Caution must be advised when CMR is performed by non-experienced CMR personnel in order to try not to over-diagnose RV findings and to balance CMR findings with their clinical weight. Especially for RWMA, there is a real risk of describing findings with no clinical significance [23]. By combining qualitative criteria such as RWM with quantification of RV volumes and systolic function specificity increases at the expense of a lower sensitivity [24].

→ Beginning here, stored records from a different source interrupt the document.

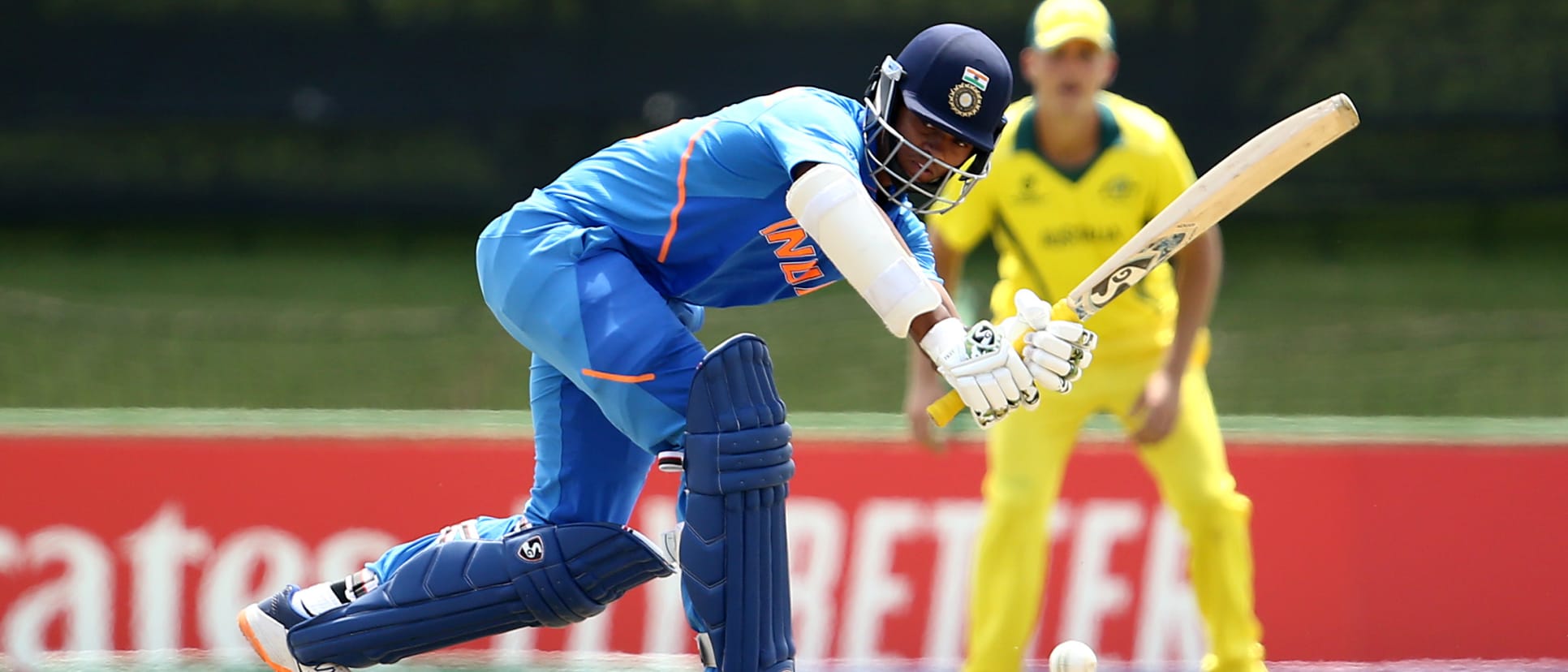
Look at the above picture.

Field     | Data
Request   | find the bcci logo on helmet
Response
[518,534,544,562]
[947,66,991,118]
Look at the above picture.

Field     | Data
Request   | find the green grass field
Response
[0,201,1568,416]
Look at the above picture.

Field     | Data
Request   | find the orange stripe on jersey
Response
[584,368,654,382]
[658,119,718,263]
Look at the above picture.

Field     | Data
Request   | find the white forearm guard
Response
[784,163,942,338]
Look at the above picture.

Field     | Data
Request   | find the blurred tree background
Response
[0,0,1568,416]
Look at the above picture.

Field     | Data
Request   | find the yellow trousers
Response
[964,347,1264,672]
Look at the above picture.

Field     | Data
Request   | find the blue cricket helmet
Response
[865,24,1013,213]
[898,24,1013,152]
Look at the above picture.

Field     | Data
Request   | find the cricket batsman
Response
[907,0,1264,672]
[239,24,1093,672]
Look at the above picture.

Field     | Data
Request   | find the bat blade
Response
[925,94,1361,426]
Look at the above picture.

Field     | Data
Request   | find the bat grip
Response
[925,299,1077,428]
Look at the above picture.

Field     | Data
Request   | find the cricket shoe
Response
[240,584,350,672]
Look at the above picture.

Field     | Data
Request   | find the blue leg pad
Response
[288,523,673,667]
[680,334,795,672]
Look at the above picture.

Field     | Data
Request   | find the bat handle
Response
[925,299,1077,428]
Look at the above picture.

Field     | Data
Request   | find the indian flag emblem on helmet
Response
[964,66,991,91]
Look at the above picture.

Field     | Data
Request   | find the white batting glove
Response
[1013,290,1099,394]
[920,318,1040,428]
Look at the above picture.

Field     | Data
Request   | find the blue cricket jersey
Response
[491,88,936,307]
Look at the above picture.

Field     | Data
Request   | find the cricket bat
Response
[925,94,1361,426]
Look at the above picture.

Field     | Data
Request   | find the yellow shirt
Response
[928,93,1193,352]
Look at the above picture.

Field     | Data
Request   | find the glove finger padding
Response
[1036,320,1099,349]
[1006,352,1040,411]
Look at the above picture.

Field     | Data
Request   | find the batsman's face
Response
[892,108,976,182]
[1019,39,1117,114]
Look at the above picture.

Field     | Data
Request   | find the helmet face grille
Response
[864,56,991,214]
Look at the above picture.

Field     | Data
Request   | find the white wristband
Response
[920,318,969,367]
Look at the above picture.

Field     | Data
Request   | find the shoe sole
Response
[239,605,299,672]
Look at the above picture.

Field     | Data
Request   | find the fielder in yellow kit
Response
[907,0,1264,672]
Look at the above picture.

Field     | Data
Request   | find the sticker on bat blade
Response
[1075,232,1187,308]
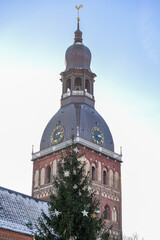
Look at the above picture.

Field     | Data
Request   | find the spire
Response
[74,5,83,43]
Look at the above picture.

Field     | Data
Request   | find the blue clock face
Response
[91,127,104,144]
[51,126,64,144]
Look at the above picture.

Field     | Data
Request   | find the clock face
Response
[91,127,104,144]
[51,125,64,144]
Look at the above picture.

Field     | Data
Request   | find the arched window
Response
[112,207,118,222]
[74,77,82,90]
[34,170,39,187]
[45,166,51,183]
[104,205,110,220]
[92,166,96,181]
[85,79,90,93]
[109,169,113,187]
[103,170,107,185]
[114,172,120,188]
[66,79,71,92]
[40,168,45,185]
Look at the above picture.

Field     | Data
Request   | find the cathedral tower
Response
[32,19,122,240]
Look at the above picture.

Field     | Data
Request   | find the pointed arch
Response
[103,169,107,185]
[85,79,91,93]
[109,169,113,187]
[92,165,96,181]
[34,170,39,187]
[104,204,110,220]
[74,77,82,90]
[114,172,120,188]
[65,78,71,92]
[112,207,118,222]
[45,166,51,183]
[40,168,45,185]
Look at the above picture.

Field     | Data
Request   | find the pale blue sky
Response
[0,0,160,240]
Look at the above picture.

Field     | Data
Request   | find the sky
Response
[0,0,160,240]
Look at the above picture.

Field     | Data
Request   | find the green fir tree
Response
[35,144,109,240]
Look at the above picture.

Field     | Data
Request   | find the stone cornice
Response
[32,137,122,162]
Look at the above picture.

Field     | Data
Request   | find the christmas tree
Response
[35,144,109,240]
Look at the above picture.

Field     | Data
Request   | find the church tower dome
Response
[32,10,122,240]
[65,22,91,72]
[40,22,114,152]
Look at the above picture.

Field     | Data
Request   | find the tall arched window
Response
[114,172,120,188]
[103,170,107,185]
[34,170,39,187]
[109,169,113,187]
[92,166,96,181]
[45,166,51,183]
[74,77,82,90]
[85,79,90,93]
[112,207,118,222]
[66,79,71,92]
[104,205,110,220]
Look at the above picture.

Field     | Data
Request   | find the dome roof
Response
[40,104,114,151]
[65,22,91,72]
[65,42,91,72]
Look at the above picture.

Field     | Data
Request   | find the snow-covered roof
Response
[0,187,48,235]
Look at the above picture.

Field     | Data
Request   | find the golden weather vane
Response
[76,4,83,22]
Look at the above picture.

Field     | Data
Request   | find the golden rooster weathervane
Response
[76,5,83,22]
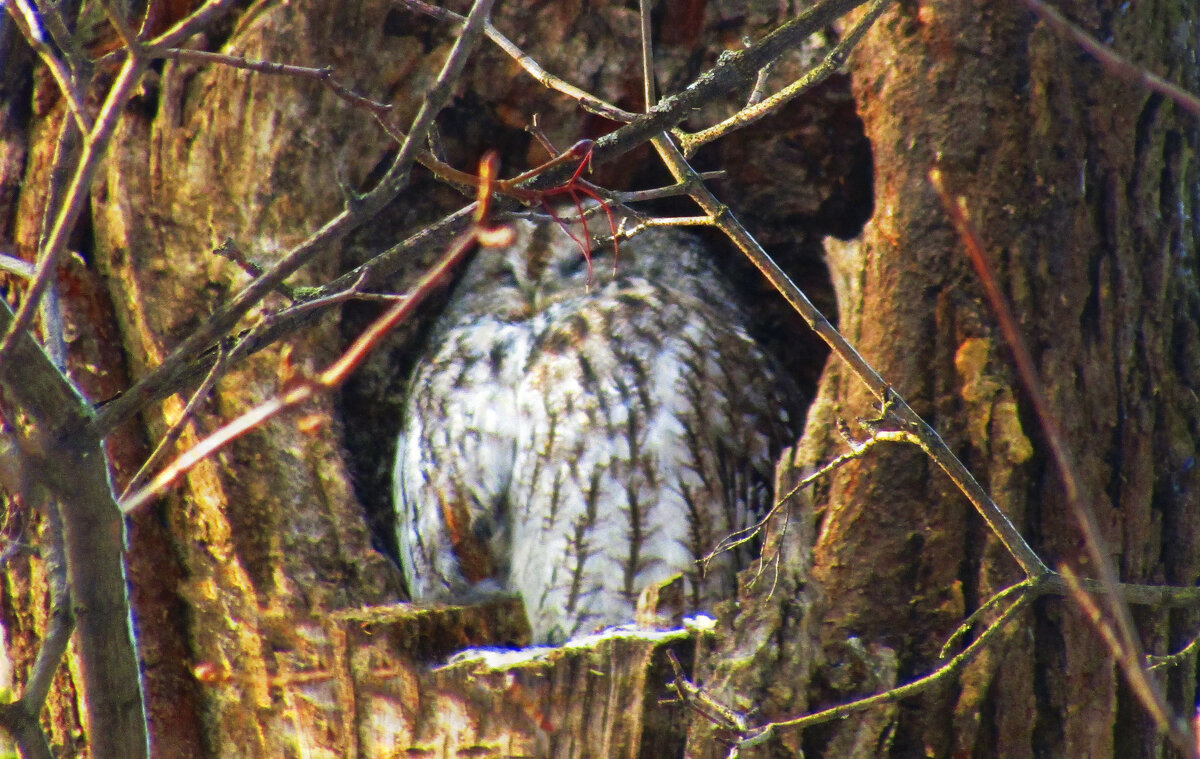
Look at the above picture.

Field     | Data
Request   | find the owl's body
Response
[395,221,796,641]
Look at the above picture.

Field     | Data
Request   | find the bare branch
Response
[0,51,145,375]
[674,0,892,157]
[0,303,149,759]
[394,0,637,124]
[650,135,1050,578]
[929,168,1195,751]
[121,204,506,514]
[8,0,91,133]
[95,0,494,439]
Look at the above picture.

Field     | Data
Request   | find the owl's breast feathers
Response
[395,216,797,641]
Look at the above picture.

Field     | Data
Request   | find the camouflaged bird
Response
[394,217,799,643]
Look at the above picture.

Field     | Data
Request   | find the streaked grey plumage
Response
[394,213,796,641]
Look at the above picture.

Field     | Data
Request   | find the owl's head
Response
[451,209,708,322]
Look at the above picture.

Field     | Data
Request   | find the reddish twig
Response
[929,168,1194,754]
[1021,0,1200,119]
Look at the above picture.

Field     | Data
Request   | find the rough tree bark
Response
[0,0,1200,758]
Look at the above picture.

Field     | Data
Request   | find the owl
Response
[394,216,798,643]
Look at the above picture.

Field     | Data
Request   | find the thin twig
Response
[120,155,512,514]
[0,48,145,372]
[674,0,893,157]
[929,168,1195,752]
[394,0,637,124]
[739,582,1043,748]
[95,0,494,439]
[161,48,391,120]
[8,0,91,135]
[120,347,229,501]
[650,133,1050,578]
[637,0,659,110]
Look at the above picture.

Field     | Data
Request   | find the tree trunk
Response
[0,0,1200,758]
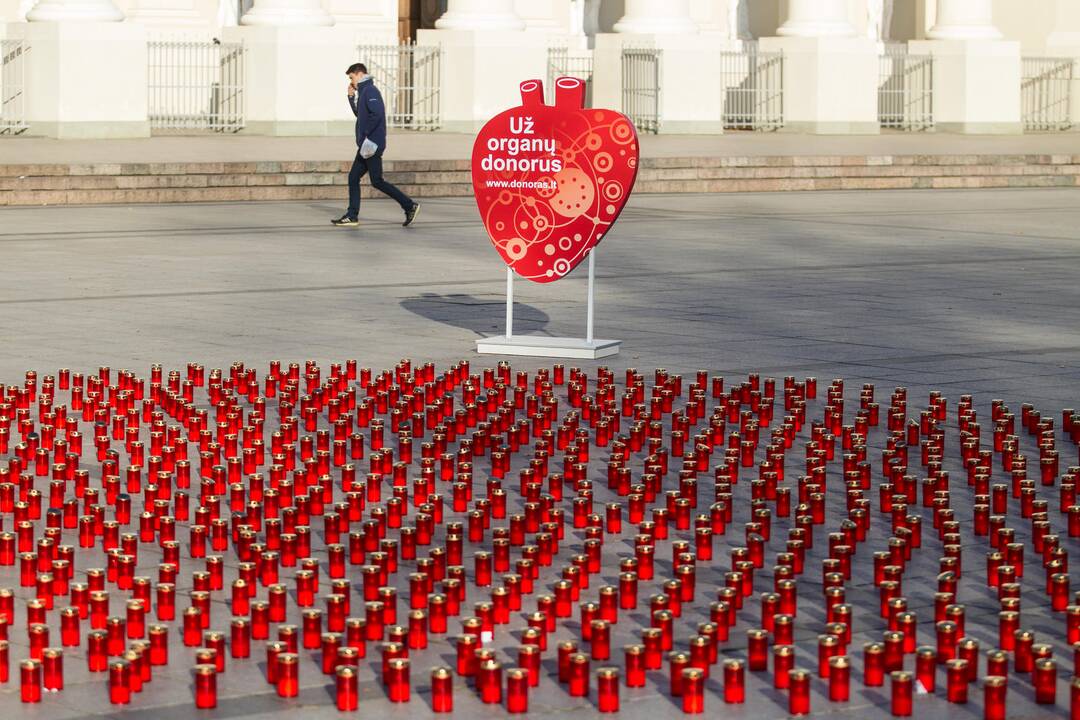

Unfortunately, currently available criteria in order to avoid false positive cases fail to consider tissue characterization criteria, reducing the potential information deriving from CMR to a mere volume and function assessment. Even though ARVC is defined as a cardiomyopathy with fibro-fatty replacement and despite the pluri-demonstrated CMR’s ability to adequately identify fat and fibrosis [25], this is yet to be translated into clinical practice. It is likely that by combining all available potential information, diagnostic accuracy will increase without the risk of significantly increasing false positive cases. This is our personal experience, when CMR is performed in high volume centres by qualified CMR experienced readers.

Conclusions

CMR is a powerful tool in the ARVC clinician’s armamentarium. Given its superiority compared with other non-invasive and invasive diagnostic options, CMR is, in our opinion, to be performed in all cases with a clinical suspicion of ARVC. When performed in high volumes centres by experienced diagnosticians, it allows to correctly diagnose this particular yet potentially fatal condition, differentiate it from other phenocopies and predict its evolution towards hard cardiac events.